I was just struck by this in recent discussions about instituting a no laptop policy in the classroom. It was so self-evident that maybe it’s just obvious, but I hadn’t thought about it in quite this way before. If you want to teach and run your class as you did in the nineties (or as others did in the nineties), then it makes sense to institute a no laptop policy (and obviously a no phone policy) in your classroom. Basically, in order to adopt those practices one has to recreate the technological-material conditions of the period. Now, as it turns out, those conditions in the nineties were much like the conditions throughout the 20th century, at least for humanities classes. The key materials of desks, chairs, lights, books, paper, pens, chalk, etc. had been functionally the same for decades. It’s a little naive, but still understandable, that one would misrecognize these historical conditions for absolute ones.

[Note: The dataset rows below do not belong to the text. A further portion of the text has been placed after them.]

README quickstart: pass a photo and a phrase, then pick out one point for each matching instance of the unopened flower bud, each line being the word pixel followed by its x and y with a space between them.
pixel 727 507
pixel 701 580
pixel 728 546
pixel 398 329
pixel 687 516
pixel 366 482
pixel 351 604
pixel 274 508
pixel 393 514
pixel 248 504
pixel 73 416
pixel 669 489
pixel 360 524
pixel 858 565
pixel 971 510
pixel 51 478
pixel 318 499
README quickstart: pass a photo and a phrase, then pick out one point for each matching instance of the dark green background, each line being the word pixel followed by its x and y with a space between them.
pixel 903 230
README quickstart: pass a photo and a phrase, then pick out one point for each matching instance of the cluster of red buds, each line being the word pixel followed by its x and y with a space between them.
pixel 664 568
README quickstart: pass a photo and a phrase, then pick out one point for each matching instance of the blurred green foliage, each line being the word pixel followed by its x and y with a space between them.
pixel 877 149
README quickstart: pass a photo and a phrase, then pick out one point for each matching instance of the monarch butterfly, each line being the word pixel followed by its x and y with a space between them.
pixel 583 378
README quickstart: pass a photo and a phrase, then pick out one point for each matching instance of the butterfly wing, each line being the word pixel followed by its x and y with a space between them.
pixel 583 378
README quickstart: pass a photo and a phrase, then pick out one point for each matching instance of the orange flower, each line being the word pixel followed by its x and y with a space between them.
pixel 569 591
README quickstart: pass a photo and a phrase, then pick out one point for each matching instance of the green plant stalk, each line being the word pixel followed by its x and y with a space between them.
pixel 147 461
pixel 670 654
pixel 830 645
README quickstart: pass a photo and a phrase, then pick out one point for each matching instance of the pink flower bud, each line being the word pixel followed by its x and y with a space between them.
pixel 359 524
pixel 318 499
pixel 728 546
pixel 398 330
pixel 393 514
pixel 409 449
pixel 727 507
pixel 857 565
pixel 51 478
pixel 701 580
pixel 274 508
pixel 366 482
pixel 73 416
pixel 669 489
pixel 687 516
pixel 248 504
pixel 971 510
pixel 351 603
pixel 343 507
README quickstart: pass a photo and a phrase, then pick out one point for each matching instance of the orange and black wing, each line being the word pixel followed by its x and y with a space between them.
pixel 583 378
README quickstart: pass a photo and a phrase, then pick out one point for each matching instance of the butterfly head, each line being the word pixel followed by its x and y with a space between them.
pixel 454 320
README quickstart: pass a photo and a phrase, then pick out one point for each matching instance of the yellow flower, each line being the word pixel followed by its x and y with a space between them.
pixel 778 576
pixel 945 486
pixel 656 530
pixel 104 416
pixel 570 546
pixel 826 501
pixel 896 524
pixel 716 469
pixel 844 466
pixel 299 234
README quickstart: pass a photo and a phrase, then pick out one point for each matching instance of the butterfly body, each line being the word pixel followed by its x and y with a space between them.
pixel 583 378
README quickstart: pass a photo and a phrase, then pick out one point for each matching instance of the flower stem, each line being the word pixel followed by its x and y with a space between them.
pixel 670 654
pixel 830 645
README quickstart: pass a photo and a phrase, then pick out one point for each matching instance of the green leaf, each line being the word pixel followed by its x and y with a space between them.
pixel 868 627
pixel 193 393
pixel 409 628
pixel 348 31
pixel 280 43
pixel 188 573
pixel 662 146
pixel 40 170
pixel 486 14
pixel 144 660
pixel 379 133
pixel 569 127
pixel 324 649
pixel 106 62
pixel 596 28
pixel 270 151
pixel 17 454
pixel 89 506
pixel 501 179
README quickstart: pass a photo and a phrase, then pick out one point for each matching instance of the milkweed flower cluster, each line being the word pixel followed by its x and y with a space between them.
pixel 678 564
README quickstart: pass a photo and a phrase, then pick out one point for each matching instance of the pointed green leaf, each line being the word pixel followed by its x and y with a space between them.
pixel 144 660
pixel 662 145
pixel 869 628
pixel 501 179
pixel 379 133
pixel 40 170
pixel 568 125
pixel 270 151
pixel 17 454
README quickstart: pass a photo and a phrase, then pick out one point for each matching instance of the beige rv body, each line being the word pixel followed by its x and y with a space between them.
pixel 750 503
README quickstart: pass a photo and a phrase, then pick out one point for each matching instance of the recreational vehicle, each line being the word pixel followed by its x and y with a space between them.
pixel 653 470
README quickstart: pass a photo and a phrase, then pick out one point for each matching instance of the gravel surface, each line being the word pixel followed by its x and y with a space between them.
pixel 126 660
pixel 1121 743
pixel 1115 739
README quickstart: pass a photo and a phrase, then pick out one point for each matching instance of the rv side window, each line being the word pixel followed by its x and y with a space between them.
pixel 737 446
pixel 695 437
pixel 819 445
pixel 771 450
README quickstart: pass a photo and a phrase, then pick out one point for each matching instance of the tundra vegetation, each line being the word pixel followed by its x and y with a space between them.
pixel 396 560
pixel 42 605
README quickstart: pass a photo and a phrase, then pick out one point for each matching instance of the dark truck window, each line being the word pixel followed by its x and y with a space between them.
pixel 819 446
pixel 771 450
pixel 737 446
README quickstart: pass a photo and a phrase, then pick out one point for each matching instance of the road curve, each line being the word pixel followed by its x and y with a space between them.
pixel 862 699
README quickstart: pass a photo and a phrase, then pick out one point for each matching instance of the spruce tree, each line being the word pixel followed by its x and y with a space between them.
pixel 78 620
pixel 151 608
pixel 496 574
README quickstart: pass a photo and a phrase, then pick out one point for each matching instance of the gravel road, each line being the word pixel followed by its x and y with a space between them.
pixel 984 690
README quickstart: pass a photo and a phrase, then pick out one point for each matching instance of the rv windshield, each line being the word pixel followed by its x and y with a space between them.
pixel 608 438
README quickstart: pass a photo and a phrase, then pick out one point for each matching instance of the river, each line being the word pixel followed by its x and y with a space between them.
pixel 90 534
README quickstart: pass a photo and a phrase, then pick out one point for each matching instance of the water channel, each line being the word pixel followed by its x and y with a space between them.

digital digs: the no laptop policy and the 1990s classroom.  Wrong, wrong, wrong. If I tell my students to put away their laptops while we’re in class, I am not telling them to repudiate laptops, or other technologies, altogether. My policy in recent years has been to press my students to experiment with a wide range of digital technologies in their research and writing, and in many cases to encourage them to use those technologies collaboratively — but when we’re in class, that’s book time. During the handful of hours that we’re together each week, the best use of that time, I think, is to work diligently with the technology of the book. Usually that means codices, but if it’s KIndles or Nooks, that’s fine too. But class time is book time; other times are for other technologies. Why assume so narrow a pedagogy that you only allow yourself and your students to use instruments that are just a few years old?